From inside of Actor, nonisolated Actor.member means conform to non-isolated protocol requirements in traditional sync way or access stuff in-sync from anywhere.

So all in all, outside isolated Actor == inside nonisolated Actor.member == sync / @sync in semantic; there's no need to use two different antonym words to express the same thing.

They are just plain sync semantic meaning.

bjhomer · March 10, 2021, 4:02pm

I'm somewhat concerned about the restriction that "a key path cannot involve a reference to an actor-isolated declaration." The rationale is that such a key path would permit accesses to the actor's protected state from outside of the actor isolation domain. However, this restriction also means that actors cannot use key paths at all, even internally.

It seems to me that an actor-isolated key path is only unsafe if used on an non-isolated actor instance. For example, is there anything unsafe about the following code?

actor Account {
  var accountID: String
  var balance: Int

  func access<T>(path: KeyPath<Account, T>) -> T {
    return self[keyPath: path]
  }
}

let balance = await account.access(\.balance)

For that matter, is there anything unsafe about this?

let balance = await account[keyPath: \.balance]

It seems to me that using a keypath (with thing[keyPath:]) requires actor isolation, but it's not clear to me from the proposal why simply forming such a key path should require isolation.

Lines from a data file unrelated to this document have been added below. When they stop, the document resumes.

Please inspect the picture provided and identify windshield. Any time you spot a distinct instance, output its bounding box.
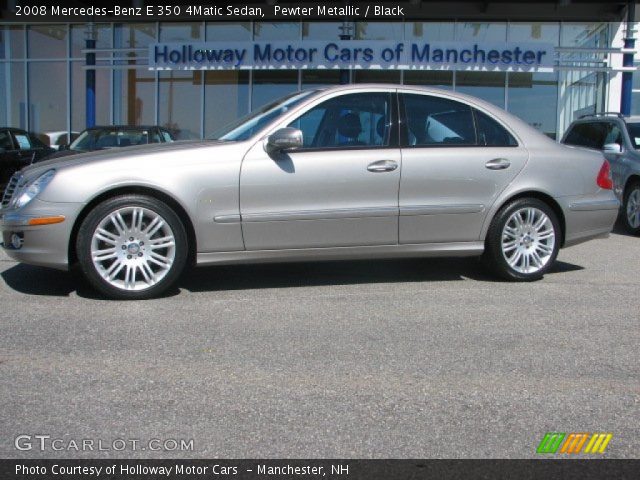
[209,90,317,141]
[627,123,640,150]
[69,128,160,152]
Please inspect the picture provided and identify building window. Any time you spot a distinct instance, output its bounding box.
[206,22,251,42]
[204,70,249,137]
[507,72,558,139]
[71,61,111,132]
[158,70,202,140]
[251,70,298,110]
[455,22,507,42]
[403,70,453,89]
[253,22,300,40]
[29,62,67,133]
[456,72,506,108]
[302,70,340,88]
[509,22,560,46]
[27,25,68,59]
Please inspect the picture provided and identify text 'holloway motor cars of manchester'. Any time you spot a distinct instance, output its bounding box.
[0,85,619,299]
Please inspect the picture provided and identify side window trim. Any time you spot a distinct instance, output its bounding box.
[398,91,521,148]
[471,107,520,148]
[286,90,400,153]
[398,91,479,148]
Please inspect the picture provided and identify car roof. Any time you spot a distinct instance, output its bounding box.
[86,125,163,130]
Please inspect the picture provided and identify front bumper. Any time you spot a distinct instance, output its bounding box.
[0,199,83,270]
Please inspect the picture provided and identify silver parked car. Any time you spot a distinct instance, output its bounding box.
[562,113,640,235]
[0,85,619,299]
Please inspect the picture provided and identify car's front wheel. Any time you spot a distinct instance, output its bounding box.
[622,181,640,235]
[76,195,188,300]
[484,198,560,281]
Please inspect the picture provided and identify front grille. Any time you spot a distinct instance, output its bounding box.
[2,173,20,208]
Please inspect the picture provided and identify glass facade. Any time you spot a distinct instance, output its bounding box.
[0,21,620,144]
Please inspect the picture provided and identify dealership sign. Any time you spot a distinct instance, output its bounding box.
[149,40,555,71]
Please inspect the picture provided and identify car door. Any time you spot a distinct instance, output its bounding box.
[602,122,629,200]
[0,130,20,189]
[399,93,528,244]
[240,89,400,250]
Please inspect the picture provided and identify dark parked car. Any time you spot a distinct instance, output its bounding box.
[0,127,54,195]
[562,112,640,235]
[48,125,174,159]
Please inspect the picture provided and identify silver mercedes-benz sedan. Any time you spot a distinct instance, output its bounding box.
[0,85,619,299]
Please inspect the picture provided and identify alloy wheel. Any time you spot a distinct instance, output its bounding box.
[501,207,556,274]
[91,206,176,291]
[626,188,640,229]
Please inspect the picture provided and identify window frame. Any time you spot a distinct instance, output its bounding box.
[398,90,521,148]
[281,90,400,153]
[561,119,626,152]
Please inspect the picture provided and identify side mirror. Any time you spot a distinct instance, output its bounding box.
[265,127,303,154]
[602,143,622,155]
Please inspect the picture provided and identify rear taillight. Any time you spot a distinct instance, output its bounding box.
[596,160,613,190]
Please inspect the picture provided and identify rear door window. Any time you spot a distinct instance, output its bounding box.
[402,94,476,147]
[0,130,13,151]
[564,122,610,150]
[473,109,518,147]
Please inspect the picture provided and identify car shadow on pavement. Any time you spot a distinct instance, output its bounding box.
[611,219,640,238]
[0,257,583,299]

Douglas_Gregor · March 10, 2021, 5:50pm

With custom executors, it will be possible to make different actors share the same executor, putting them both in the same concurrency context.

Doug

anandabits · March 10, 2021, 5:58pm

Oh, that's awesome! How will the compiler know whether two isolated parameters share the same context or not?

Chris_Lattner3 · March 10, 2021, 6:16pm

Thanks Doug, I'm glad to see nonisolated(unsafe) get subsetted out of this round of the proposal. Much of my feedback from the 5th draft last night stands, including:

Actor protocol should be named AnyActor for consistency with AnyClass and other type erased things in Swift.
isolated self doesn't really work for the same reason we don't use mutating self in structs.
nonisolated still makes the proposal much larger and more complicated than it should be, and is an additive feature that can compose on top of the basic actor model. nonisolated also undercuts key future directions for actors like Distributed actors.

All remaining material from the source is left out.